Skeletal muscle is a highly regenerative tissue, but muscle repair potential is increasingly compromised with advancing age. In this study, we demonstrate that increased NF-κB activity in aged muscle fibers contributes to diminished myogenic potential of their associated satellite cells. We further examine the impact of genetic modulation of NF-κB signaling in muscle satellite cells or myofibers on recovery after damage. These studies reveal that NF-κB activity in differentiated myofibers is sufficient to drive dysfunction of muscle regenerative cells via cell-non-autonomous mechanisms. Inhibition of NF-κB, or its downstream target Phospholipase A2, in myofibers rescued muscle regenerative potential in aged muscle. Moreover, systemic administration of sodium salicylate, an FDA-approved NF-κB inhibitor, decreased inflammatory gene expression and improved repair in aged muscle. Together, these studies identify a unique NF-κB regulated, non-cell autonomous mechanism by which stem cell function is linked to lipid signaling and homeostasis, and provide important new targets to stimulate muscle repair in aged individuals.

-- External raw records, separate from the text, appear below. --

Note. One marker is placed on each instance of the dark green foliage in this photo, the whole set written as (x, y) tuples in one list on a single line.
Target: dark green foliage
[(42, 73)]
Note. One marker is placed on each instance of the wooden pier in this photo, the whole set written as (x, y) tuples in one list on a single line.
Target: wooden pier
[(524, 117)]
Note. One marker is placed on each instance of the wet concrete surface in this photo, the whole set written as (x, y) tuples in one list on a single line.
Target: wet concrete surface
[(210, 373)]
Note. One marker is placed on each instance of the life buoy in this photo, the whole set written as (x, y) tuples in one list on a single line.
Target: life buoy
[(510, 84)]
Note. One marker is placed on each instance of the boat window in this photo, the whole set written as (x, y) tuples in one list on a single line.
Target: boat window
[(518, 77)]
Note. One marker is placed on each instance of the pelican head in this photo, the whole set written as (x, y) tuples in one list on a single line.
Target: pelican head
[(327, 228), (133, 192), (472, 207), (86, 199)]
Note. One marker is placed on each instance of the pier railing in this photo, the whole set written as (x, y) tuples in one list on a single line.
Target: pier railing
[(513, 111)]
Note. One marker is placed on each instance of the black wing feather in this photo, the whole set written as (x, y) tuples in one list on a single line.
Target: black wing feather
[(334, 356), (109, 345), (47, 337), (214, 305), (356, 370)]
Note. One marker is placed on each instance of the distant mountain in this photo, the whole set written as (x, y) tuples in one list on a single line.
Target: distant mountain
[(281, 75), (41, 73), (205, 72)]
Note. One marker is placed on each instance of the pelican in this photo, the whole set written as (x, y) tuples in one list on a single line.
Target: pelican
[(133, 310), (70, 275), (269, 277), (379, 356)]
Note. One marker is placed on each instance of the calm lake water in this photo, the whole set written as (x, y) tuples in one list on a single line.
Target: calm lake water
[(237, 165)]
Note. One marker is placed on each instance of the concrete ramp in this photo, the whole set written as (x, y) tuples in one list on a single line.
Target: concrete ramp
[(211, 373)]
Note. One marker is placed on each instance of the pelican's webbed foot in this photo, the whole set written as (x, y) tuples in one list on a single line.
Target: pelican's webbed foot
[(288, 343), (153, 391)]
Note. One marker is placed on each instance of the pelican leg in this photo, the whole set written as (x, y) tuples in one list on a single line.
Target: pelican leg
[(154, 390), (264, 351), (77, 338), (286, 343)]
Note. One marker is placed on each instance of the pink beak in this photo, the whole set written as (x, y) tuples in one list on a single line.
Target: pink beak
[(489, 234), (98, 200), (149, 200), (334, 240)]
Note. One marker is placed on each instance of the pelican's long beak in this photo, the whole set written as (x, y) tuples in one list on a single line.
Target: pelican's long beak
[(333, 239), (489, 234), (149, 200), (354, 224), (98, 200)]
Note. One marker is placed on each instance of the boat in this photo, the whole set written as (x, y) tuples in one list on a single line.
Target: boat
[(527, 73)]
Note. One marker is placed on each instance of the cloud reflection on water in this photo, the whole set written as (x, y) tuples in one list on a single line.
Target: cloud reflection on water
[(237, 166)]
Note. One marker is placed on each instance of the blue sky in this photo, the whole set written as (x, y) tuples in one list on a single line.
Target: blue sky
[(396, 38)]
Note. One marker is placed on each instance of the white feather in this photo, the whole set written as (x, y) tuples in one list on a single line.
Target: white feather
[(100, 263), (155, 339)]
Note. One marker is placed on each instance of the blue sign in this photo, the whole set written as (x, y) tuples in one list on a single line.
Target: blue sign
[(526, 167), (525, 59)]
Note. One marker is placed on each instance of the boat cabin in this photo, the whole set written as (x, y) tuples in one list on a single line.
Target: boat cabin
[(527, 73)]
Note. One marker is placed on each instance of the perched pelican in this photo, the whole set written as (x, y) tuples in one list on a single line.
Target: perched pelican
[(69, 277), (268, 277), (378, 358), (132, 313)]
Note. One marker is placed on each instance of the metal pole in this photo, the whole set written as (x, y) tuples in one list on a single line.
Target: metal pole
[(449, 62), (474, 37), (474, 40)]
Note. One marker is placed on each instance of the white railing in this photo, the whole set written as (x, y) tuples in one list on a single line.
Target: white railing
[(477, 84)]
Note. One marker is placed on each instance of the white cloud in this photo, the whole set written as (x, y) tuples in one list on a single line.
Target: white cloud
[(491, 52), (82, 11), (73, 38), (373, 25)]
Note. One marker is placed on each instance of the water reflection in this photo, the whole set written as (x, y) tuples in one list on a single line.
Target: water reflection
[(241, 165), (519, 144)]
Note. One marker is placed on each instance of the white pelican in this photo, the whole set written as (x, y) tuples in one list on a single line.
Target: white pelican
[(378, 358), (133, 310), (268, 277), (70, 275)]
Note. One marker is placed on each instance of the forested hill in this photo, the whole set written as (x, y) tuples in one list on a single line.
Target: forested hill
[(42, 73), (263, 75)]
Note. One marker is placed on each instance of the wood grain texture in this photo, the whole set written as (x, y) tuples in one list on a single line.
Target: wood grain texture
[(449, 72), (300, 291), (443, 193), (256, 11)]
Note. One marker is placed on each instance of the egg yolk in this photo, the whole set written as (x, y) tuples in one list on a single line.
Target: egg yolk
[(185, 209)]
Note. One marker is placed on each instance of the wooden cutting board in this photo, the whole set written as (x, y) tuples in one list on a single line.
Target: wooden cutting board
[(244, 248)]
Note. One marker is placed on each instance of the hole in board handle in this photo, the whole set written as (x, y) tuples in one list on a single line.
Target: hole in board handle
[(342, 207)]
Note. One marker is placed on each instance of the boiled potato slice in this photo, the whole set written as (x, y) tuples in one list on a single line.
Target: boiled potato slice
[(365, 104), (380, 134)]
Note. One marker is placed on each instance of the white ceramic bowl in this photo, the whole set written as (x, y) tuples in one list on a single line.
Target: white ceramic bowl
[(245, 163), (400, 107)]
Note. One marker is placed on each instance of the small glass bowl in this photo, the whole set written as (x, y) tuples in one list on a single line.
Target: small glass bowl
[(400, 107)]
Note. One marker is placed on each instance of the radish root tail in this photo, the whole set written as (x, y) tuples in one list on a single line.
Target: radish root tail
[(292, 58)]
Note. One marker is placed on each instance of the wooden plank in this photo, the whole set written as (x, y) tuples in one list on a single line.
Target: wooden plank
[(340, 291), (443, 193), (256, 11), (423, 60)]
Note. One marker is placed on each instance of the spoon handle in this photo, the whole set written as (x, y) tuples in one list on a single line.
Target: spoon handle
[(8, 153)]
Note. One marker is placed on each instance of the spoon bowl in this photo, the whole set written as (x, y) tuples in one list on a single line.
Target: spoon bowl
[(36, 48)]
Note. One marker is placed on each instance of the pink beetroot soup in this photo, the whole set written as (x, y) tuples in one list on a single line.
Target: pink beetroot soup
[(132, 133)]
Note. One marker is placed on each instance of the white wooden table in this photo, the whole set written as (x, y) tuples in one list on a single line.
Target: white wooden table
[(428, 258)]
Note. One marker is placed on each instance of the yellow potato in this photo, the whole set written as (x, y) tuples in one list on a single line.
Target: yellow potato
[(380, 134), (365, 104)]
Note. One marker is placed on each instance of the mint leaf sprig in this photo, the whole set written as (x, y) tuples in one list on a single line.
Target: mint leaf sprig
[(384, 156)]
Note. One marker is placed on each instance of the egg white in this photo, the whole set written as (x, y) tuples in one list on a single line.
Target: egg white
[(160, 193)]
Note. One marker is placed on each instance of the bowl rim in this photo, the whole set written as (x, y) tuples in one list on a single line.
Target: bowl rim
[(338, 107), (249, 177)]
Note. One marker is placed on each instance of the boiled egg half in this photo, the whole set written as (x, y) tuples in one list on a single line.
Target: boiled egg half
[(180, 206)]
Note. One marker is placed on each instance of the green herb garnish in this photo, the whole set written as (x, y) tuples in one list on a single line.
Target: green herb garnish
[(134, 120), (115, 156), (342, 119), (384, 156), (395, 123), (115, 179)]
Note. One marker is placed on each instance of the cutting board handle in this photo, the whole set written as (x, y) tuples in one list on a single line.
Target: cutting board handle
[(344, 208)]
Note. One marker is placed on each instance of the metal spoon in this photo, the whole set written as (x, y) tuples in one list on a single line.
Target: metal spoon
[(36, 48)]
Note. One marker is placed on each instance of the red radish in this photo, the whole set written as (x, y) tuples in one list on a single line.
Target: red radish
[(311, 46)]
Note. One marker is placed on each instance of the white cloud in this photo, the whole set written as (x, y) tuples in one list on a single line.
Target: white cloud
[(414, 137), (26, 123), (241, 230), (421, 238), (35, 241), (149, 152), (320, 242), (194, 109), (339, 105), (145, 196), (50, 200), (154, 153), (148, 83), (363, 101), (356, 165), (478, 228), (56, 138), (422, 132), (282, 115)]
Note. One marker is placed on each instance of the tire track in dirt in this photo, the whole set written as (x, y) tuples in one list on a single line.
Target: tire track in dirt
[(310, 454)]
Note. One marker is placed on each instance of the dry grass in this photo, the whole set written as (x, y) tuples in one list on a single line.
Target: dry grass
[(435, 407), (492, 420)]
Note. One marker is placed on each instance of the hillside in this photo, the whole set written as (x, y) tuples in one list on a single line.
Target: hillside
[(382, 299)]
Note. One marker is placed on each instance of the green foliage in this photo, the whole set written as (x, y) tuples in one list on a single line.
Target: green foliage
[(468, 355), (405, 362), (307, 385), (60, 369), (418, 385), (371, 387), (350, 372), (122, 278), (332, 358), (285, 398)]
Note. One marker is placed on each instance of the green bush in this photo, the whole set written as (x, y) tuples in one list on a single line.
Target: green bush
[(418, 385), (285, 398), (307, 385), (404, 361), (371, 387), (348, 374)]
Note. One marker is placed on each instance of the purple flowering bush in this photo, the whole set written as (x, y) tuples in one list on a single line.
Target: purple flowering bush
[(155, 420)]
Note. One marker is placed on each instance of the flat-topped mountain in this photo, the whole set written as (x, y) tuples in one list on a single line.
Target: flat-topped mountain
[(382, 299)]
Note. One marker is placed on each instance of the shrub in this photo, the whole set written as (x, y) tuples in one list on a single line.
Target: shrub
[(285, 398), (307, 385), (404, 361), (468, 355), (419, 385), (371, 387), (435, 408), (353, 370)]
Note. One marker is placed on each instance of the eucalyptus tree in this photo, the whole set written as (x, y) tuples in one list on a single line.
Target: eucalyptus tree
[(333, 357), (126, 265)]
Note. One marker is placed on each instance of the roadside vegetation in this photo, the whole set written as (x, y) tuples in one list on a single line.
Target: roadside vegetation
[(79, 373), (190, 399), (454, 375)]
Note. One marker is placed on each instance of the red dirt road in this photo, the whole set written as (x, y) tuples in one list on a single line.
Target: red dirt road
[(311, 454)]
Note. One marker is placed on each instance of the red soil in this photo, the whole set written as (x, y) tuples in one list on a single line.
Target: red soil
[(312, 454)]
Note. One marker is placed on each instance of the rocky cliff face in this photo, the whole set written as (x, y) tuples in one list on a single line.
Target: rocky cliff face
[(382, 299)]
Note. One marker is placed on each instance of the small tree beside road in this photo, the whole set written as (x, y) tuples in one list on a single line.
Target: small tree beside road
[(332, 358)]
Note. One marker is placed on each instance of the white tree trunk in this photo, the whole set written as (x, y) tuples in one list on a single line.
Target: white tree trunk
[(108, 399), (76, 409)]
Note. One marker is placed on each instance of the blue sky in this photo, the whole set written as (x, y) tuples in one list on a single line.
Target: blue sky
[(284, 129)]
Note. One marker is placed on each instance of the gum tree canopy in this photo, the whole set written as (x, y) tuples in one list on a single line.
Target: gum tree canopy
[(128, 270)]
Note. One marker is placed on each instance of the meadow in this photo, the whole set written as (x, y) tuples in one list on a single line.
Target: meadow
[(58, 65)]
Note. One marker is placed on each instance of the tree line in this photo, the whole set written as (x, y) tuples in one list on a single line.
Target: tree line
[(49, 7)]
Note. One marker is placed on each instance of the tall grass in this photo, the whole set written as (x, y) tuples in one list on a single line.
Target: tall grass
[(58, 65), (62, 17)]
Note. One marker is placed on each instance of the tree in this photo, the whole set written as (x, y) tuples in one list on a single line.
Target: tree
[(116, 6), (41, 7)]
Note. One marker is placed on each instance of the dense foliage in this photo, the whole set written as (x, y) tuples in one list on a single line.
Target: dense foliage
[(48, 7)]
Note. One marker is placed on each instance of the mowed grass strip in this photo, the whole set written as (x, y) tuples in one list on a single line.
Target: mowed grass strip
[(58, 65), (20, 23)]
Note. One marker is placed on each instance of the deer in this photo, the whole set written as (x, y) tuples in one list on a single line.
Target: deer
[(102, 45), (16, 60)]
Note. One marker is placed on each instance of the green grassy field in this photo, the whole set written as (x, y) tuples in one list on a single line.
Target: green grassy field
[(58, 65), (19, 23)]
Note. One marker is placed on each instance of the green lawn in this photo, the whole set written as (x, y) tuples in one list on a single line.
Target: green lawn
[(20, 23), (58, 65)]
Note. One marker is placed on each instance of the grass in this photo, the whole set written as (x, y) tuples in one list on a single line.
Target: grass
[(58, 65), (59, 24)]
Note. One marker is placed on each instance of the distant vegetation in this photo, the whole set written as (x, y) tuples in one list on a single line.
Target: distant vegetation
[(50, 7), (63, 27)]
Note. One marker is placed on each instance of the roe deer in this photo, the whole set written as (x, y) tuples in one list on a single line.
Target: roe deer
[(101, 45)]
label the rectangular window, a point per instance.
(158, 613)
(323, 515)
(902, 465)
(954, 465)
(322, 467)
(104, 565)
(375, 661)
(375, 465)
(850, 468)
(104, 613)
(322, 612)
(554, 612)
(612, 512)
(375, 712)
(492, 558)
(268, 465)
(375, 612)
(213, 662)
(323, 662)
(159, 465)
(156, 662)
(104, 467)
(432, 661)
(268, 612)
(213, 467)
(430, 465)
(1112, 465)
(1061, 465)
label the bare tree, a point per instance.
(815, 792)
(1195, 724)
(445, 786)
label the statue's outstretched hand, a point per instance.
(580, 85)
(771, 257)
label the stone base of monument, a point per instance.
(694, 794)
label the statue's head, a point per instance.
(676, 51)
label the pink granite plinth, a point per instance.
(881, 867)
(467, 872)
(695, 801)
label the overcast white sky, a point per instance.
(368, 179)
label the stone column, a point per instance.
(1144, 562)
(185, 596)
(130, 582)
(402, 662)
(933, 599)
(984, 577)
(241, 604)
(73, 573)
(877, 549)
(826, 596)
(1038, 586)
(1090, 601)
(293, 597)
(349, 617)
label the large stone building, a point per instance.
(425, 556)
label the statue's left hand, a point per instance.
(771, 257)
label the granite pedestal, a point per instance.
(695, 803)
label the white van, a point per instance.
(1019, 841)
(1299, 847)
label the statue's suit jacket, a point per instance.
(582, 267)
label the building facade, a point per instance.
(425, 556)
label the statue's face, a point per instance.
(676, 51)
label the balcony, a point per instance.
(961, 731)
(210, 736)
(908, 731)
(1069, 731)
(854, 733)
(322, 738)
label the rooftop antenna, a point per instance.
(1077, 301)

机译:骨骼肌是一种高度再生的组织,但是随着年龄的增长,肌肉的修复潜力越来越受到损害。在这项研究中,我们证明了衰老的肌肉纤维中NF-κB活性的增加有助于降低其相关卫星细胞的成肌潜能。我们进一步检查了肌肉卫星细胞或肌纤维中的NF-κB信号传导基因调节对损伤后恢复的影响。这些研究表明,分化的肌纤维中的NF-κB活性足以通过细胞非自主机制驱动肌肉再生细胞功能障碍。抑制肌纤维中的NF-κB或其下游靶磷脂酶A2可挽救老年肌肉的肌肉再生潜能。此外,水杨酸钠(一种经FDA批准的NF-κB抑制剂)的全身给药可减少炎症基因的表达并改善老年肌肉的修复。总之,这些研究确定了一种独特的NF-κB调控的非细胞自主机制,干细胞功能通过这种机制与脂质信号传导和体内平衡相关联,并为刺激老年个体的肌肉修复提供了重要的新靶点。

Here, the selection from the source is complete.